The medical hotel model has been proposed as a unique means to monitor patients post-operatively, simultaneously avoiding hospitalization while also increasing the comfort and satisfaction of patients during their early recovery. Medical hotel models typically utilize on-site or virtual nursing resources with the ability to escalate care as needed [39]. Compared to inpatient care, a hotel care model may result in equally high level of care and patient satisfaction [40]. The Care Hotel at the Mayo Clinic is a care model that began in 2020 and utilizes a hybrid in-person and virtual care nursing model that allows for patients to be in a more private environment, removed from the inpatient wards, while still being able to connect with a clinical professional at all times.
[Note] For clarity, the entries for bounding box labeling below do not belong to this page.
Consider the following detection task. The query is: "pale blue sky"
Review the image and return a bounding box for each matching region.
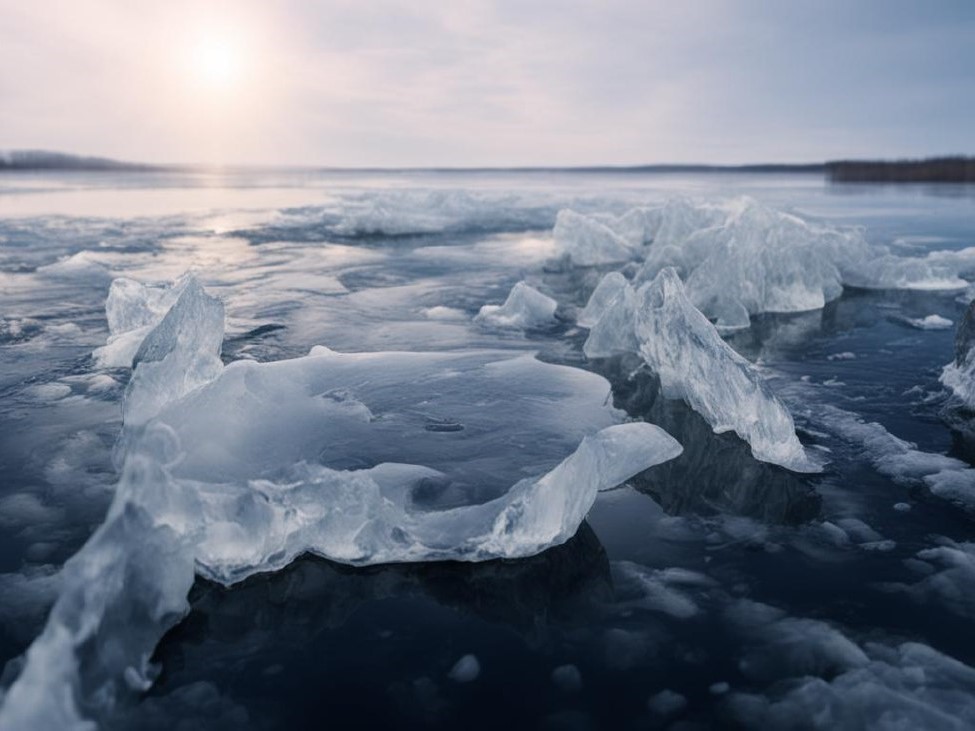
[0,0,975,166]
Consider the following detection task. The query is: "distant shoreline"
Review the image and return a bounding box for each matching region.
[826,156,975,183]
[0,150,975,183]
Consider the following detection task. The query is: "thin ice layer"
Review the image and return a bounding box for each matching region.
[475,282,558,330]
[0,280,681,731]
[584,268,819,472]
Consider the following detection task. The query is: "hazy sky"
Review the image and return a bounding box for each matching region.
[0,0,975,166]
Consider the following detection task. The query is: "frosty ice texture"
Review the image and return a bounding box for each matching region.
[0,278,681,731]
[941,301,975,411]
[475,282,558,330]
[553,198,975,331]
[93,276,196,368]
[584,267,818,472]
[553,209,643,266]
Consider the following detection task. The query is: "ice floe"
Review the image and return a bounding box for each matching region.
[0,278,681,731]
[553,198,975,330]
[941,301,975,411]
[583,267,820,472]
[475,282,558,330]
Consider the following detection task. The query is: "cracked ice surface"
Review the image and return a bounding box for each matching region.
[584,267,820,472]
[0,278,681,731]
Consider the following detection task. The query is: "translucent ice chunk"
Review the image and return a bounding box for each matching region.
[122,277,223,428]
[552,209,642,266]
[577,272,629,327]
[584,268,819,472]
[93,275,191,368]
[0,279,681,731]
[475,282,558,330]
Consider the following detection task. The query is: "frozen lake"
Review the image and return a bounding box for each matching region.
[0,171,975,729]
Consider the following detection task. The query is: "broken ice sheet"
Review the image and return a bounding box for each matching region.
[0,278,681,731]
[583,267,821,472]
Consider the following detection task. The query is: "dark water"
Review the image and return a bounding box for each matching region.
[0,173,975,729]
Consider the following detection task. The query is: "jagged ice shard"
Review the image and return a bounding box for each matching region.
[475,282,558,330]
[0,278,681,731]
[583,267,820,472]
[553,197,975,331]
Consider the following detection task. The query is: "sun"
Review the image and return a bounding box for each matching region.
[190,35,243,91]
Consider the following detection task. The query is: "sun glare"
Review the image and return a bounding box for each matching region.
[192,36,242,90]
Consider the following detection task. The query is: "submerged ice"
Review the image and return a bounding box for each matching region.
[554,198,975,331]
[583,268,819,472]
[0,277,681,730]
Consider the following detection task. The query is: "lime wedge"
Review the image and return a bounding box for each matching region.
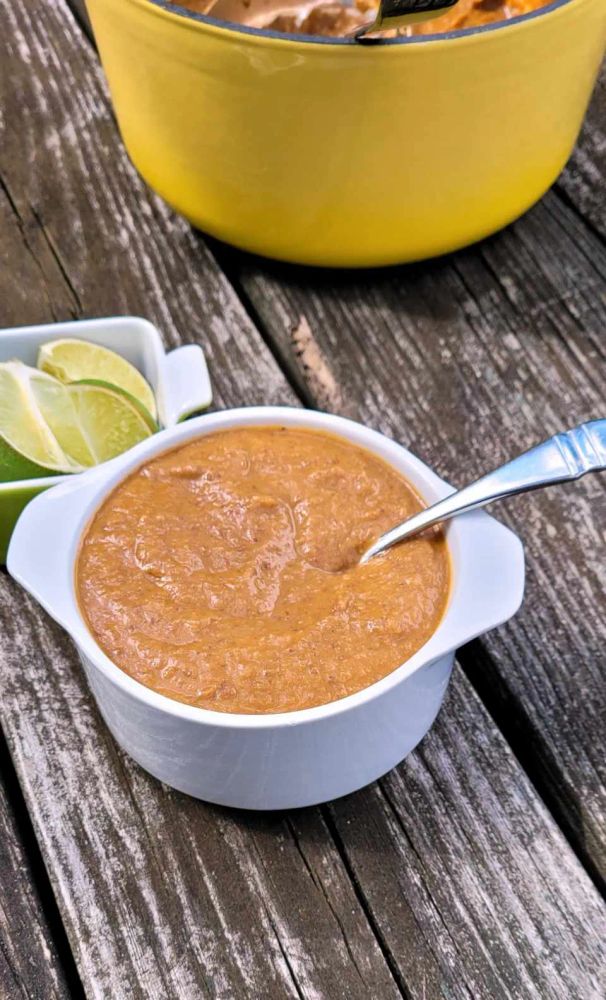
[0,361,83,482]
[72,378,160,433]
[0,361,156,482]
[38,340,157,418]
[62,382,155,464]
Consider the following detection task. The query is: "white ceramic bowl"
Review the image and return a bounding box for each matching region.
[0,316,212,564]
[8,407,524,809]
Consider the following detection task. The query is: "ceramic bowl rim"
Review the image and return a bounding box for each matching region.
[144,0,583,51]
[7,406,524,729]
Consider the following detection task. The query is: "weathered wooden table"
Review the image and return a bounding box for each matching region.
[0,0,606,1000]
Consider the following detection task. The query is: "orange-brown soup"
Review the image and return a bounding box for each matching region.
[172,0,552,37]
[76,427,450,713]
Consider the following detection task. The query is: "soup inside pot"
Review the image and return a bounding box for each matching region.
[76,427,450,713]
[172,0,552,37]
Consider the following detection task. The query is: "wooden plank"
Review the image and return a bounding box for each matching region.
[0,746,70,1000]
[0,0,604,1000]
[557,63,606,240]
[0,2,399,997]
[230,178,606,873]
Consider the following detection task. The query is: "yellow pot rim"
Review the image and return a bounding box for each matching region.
[140,0,584,52]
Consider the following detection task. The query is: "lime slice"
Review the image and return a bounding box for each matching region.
[73,378,160,433]
[0,361,156,482]
[38,340,157,418]
[61,382,153,464]
[0,361,83,482]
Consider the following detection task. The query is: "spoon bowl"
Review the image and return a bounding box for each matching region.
[360,419,606,564]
Select patients with mild to moderate disease have the option to utilize the Care Hotel after hospital discharge or as a post-surgical option after complex surgery that typically requires an inpatient overnight stay (Table 1). Early data from the Care Hotel experience has demonstrated that participating patients can achieve high levels of satisfaction with care during their post-operative recovery [41, 42]. This model can be particularly useful for magnet centers where patients travel great distances for their medical or surgical care.

Table 1 Procedures included in care hotel

Common limitations of these studies include small patient cohorts, unclear assessments of the exact effect of virtual care on high-impact clinical outcomes, varied health systems with wide-ranging resources and infrastructure, and assorted health policy environments. The latter two limitations in particular call into question the applicability of specific virtual care interventions across wide-ranging surgical patient populations and healthcare environments throughout the world. Nevertheless, consistent themes found throughout the available studies suggest that (1) clinical outcomes are likely not worse with virtual care interventions, (2) advanced care outside of the hospital setting is highly accepted by patients, and (3) both clinicians and patients can benefit financially from this type of model. Future research should investigate the applicability of virtual care across a variety of healthcare systems and examine safety and quality-of-recovery outcomes. Perhaps by showing enough value to the physician and patient, models that provide high-quality advanced care outside of the hospital will eventually become the standard of care for the mild-to-moderate risk patient undergoing complex surgery that has traditionally required an overnight stay.

Conclusion

The use of technologies such as AI and wearable devices can be beneficial for perioperative risk mitigation and improvements in post-operative safety. The combined use of AI and wearable technology could be particularly beneficial in facilitating complex surgery to be performed on an outpatient basis. While some barriers to implementation exist, the implications for clinical practice are significant. Patient care models such as virtual care at home and medical hotels are well-positioned to be integrated into post-discharge monitoring.